Ce serait une rupture, clairement. L'administration Biden s'est placée dans la continuité de la première administration Trump et on peut supposer qu'une administration Harris serait dans cette continuité-là, avec des inflexions. Mais une deuxième administration Trump serait, selon les déclarations qui ont été faites, en véritable rupture avec ce qui a été fait précédemment.

"Une nouvelle administration Trump pourrait placer de fait les États-Unis dans des politiques qui les mettraient en dehors du cadre commercial multilatéral et des règles de l'OMC."

Sébastien Jean, directeur associé à l'IFRI

à franceinfo

Et ça, pour vous, c'est dangereux ?

Oui, parce que c'est une façon de désorganiser complètement ce qui existe comme architecture de coordination. Et potentiellement de provoquer une gestion chaotique des relations commerciales internationales, sans avoir de stratégie suffisamment bien affirmée.

C'est le principe "America First", qui veut favoriser tout ce qui est produit aux États-Unis, et par conséquent l'emploi américain également.

C'est vrai. Mais quand je parle de manque de stratégie bien établie et cohérente, je fais référence notamment à ce qu'on a vu pendant son premier mandat, comme la guerre commerciale à la Chine qui a été suivie tout à coup d'un accord qui, quand on le regardait, n'avait pas vraiment de cohérence pour répondre aux problèmes qui étaient posés. Donc c'est beaucoup d'incertitudes, beaucoup de désorganisation, c'est ça qui est problématique. Ce n'est pas forcément le fait de se sentir en conflit et de mettre la concurrence stratégique avec la Chine au cœur de l'agenda, parce que ça, de toute façon, l'administration Harris le fera aussi, mais d'une façon probablement plus cohérente et plus respectueuse d'une certaine coordination.

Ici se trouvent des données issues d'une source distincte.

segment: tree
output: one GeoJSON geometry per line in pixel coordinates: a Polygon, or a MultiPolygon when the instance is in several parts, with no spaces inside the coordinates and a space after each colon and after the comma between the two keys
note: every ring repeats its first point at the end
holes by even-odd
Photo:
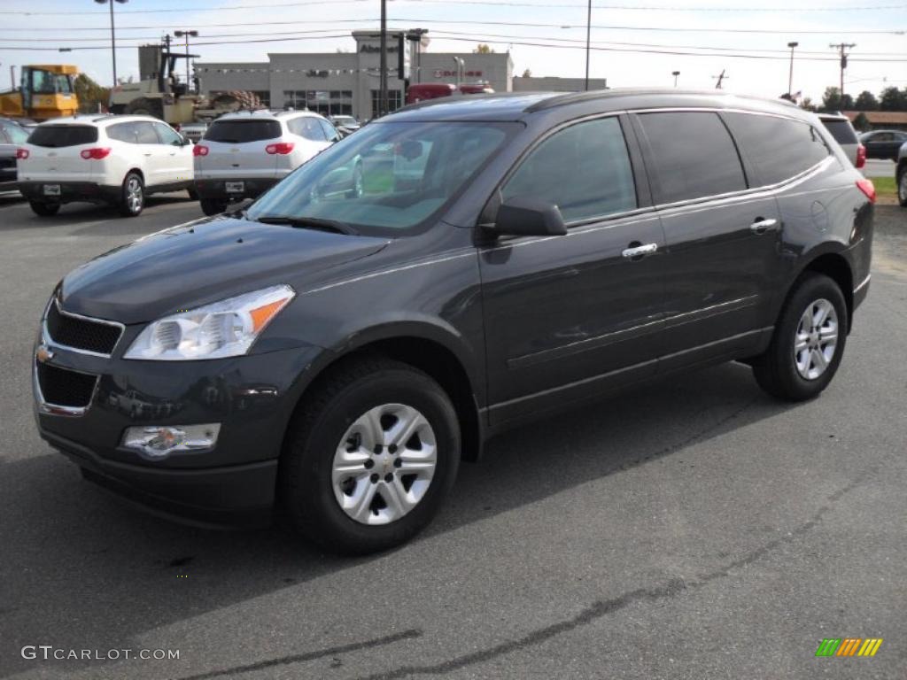
{"type": "Polygon", "coordinates": [[[853,127],[861,132],[866,132],[873,129],[873,124],[866,118],[866,114],[861,111],[859,115],[853,119],[853,127]]]}
{"type": "Polygon", "coordinates": [[[853,108],[857,111],[878,111],[879,100],[869,90],[863,90],[857,95],[856,102],[853,102],[853,108]]]}
{"type": "Polygon", "coordinates": [[[84,73],[79,73],[75,77],[75,96],[79,99],[79,112],[97,113],[99,104],[104,109],[109,105],[111,91],[84,73]]]}
{"type": "Polygon", "coordinates": [[[879,98],[879,108],[882,111],[907,111],[907,92],[901,92],[896,87],[886,87],[879,98]]]}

Mais Donald Trump attaque Kamala Harris sur le bilan en terme d'inflation. L'administration Biden n'a pas réussi à rétablir des prix à un niveau raisonnable. Quelles conséquences ces hausses de droits de douane, notamment vis-à-vis des produits importés de Chine, peuvent avoir sur l'inflation ?

Il y a un double paradoxe ici. D'une part, c'est que l'administration Biden, en fait, a fait assez bien. L'économie américaine a réussi à maîtriser l'inflation relativement bien, mais les électeurs ont du mal à le reconnaître en tant que tel.

"D'autre part, Trump dénonce l'inflation, mais en fait, il annonce un certain nombre de mesures qui risquent d'être inflationnistes."

Sébastien Jean, directeur associé à l'IFRI

à franceinfo

Les droits de douane, à commencer par là, sont une taxe sur la consommation. Sa façon de gérer les relations avec la Banque centrale américaine, en la délégitimant, risque aussi d'aboutir à des poussées inflationnistes. Sa politique budgétaire comprend des dépenses à tout va, ça peut également avoir des conséquences inflationnistes. Et même les expulsions massives d'immigrés illégaux peuvent provoquer des pénuries de main-d’œuvre dans un certain nombre de secteurs et donc des pressions inflationnistes.